Cuanto más te alejes, menor será el antagonismo. De ahí que
puedas entender por que aquí hay tanta gente de tantos países diferentes, y, sin
embargo, no hay muchos indios. Con los indios hay un problema: su tradición esta
en peligro. Si creen en mí, su tradición... tendrán que perderla.
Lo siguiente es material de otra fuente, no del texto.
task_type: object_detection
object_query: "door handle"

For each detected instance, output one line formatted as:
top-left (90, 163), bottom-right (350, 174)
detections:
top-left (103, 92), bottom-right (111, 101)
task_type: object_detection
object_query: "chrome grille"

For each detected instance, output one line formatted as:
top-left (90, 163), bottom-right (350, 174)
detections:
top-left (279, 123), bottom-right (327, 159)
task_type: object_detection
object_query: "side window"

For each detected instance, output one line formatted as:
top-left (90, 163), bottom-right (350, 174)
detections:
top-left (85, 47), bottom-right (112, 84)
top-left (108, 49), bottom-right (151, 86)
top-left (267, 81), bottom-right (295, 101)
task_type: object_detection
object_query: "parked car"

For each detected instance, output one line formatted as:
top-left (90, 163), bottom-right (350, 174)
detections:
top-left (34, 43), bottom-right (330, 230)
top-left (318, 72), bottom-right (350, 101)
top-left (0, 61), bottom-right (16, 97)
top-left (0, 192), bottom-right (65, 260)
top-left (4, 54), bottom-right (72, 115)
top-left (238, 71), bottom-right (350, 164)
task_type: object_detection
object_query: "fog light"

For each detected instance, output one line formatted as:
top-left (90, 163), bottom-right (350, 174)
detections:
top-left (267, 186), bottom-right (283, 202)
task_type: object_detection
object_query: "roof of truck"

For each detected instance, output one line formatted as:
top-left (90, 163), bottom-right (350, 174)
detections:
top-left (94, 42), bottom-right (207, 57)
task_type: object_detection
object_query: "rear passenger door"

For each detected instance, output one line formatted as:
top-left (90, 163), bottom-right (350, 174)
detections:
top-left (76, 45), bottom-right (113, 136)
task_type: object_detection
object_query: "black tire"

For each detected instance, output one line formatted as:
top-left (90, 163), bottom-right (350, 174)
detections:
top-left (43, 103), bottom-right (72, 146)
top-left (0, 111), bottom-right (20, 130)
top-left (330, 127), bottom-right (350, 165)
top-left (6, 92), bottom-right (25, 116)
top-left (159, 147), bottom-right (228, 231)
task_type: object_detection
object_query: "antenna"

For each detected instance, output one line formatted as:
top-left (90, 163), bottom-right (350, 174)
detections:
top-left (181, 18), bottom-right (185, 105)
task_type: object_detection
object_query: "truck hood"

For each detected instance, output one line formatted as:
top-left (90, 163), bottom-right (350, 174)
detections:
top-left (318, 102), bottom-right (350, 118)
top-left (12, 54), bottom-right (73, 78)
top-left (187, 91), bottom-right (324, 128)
Por eso, cerca de mí verás más gente joven que gente mayor:
porque la gente joven no tiene mucha inversión en el pasado. De hecho, un joven
se halla en busca del futuro, y un viejo, en busca del pasado. Un joven tiene un
futuro; el viejo sólo tiene el pasado. El futuro significa muerte: toda su vida
es pasado. Por tanto, cuando un hombre de setenta viene a mí resulta muy difícil
cambiarle, porque setenta años se me oponen. Cuando viene un muchachito de
siete, un pequeño Siddhartha, no hay nada contra lo cual luchar. Puede
entregarse en forma total, no hay nada -no tiene pasado, sólo futuro. Puede
aventurarse, puede arriesgarse; no tiene nada que perder. Pero un viejo tiene
mucho que perder. Por eso, si viene un erudito -uno que sabe demasiado sin
saber- tendrá que luchar mucho, producirá todo tipo de discusiones, se
defenderá. Tiene mucho que perder. Pero cuando llega un hombre inocente que
dice: "No sé mucho", es fácil, porque está dispuesto a dejarse ir.
Vino a los suyos, y los suyos no le recibieron.
Más a cuantos le recibieron,
aún a aquéllos que creen en su nombre,
les dio el poder de transformarse en hijos de Dios.
Y la Palabra se hizo carne...
Muy poca gente se acercó a él. Juan vivió cerca del río Jordán,
en la intemperie, fuera de ciudades y pueblos. Los que realmente quisieran
transformarse, le buscarían y llegarían hasta él. Muy pocos fueron, pero
aquellos que lo hicieron -aún a aquellos que creen en su nombre, les dio el
poder de transformarse en hijos de Dios. Aquéllos que pudieron confiar
fueron transformados. Y él preparó el terreno: éstos serían los primeros que
estarían preparados para la aparición de Jesús.